Detailed Description

Reference will now be made in detail to exemplary embodiments, examples of which are illustrated in the accompanying drawings. When the following description refers to the accompanying drawings, the same numbers in different drawings refer to the same or similar elements, unless otherwise indicated. The implementations described in the following exemplary examples do not represent all implementations consistent with the invention. Rather, they are merely examples of apparatus and methods consistent with aspects of the invention as detailed in the accompanying claims.

The terminology used herein is for the purpose of describing particular embodiments only and is not intended to be limiting of the invention. As used in this specification and the appended claims, the singular forms "a," "an," and "the" are intended to include the plural forms as well, unless the context clearly indicates otherwise. It should also be understood that the term "and/or" as used herein refers to and encompasses any or all possible combinations of one or more of the associated listed items.

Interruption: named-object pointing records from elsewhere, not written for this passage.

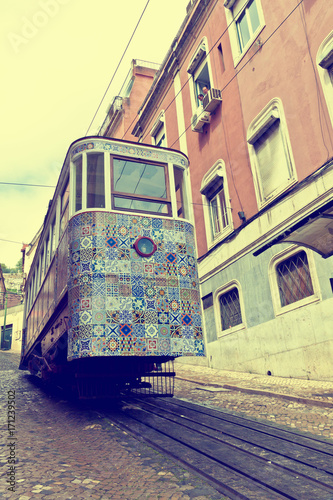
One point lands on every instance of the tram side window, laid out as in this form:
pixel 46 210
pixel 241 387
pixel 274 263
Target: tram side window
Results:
pixel 78 183
pixel 53 235
pixel 95 180
pixel 180 192
pixel 64 207
pixel 140 186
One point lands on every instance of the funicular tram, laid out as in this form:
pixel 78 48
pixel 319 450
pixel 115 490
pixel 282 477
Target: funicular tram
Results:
pixel 112 296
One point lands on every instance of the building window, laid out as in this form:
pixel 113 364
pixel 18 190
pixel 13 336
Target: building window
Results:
pixel 325 70
pixel 158 132
pixel 245 19
pixel 199 69
pixel 293 279
pixel 229 310
pixel 270 153
pixel 217 212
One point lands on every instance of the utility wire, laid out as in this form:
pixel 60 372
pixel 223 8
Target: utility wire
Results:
pixel 22 184
pixel 120 61
pixel 227 84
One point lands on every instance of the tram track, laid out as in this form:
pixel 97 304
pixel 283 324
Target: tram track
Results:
pixel 241 458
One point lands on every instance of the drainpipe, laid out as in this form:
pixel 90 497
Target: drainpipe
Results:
pixel 4 323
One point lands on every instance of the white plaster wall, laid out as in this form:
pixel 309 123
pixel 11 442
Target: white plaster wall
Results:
pixel 297 344
pixel 14 317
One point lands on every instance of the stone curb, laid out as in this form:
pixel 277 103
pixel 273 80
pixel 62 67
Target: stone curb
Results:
pixel 270 394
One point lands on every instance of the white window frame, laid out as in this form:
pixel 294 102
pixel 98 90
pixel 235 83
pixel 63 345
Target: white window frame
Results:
pixel 227 287
pixel 198 60
pixel 324 63
pixel 233 11
pixel 272 112
pixel 217 171
pixel 273 280
pixel 158 130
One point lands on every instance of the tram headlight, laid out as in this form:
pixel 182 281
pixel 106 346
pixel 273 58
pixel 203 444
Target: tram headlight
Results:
pixel 145 246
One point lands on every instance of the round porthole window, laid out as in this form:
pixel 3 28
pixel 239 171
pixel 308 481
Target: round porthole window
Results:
pixel 145 246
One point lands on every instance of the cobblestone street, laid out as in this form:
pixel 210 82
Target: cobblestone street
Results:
pixel 64 450
pixel 303 405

It should be understood that although the terms first, second, third, etc. may be used herein to describe various information, these information should not be limited by these terms. These terms are only used to distinguish one type of information from another. For example, first information may also be referred to as second information, and similarly, second information may also be referred to as first information, without departing from the scope of the invention. The word "if" as used herein may be interpreted as "at … …" or "at … …" or "responsive to a determination", depending on the context.

The following describes a sleep spindle wave detection method, an electronic device and a medium in detail by referring to the accompanying drawings.

As shown in fig. 1 and 2, the present invention provides a method of extracting sleep spindle waves (sleep spindle) in an EEG signal based on supervised contrast learning (Contrastive Learning) and long short term memory network (LSTM), the method comprising:

s1, intercepting an EEG signal to be detected into a plurality of EEG signal segments with the length M and continuous in time sequence.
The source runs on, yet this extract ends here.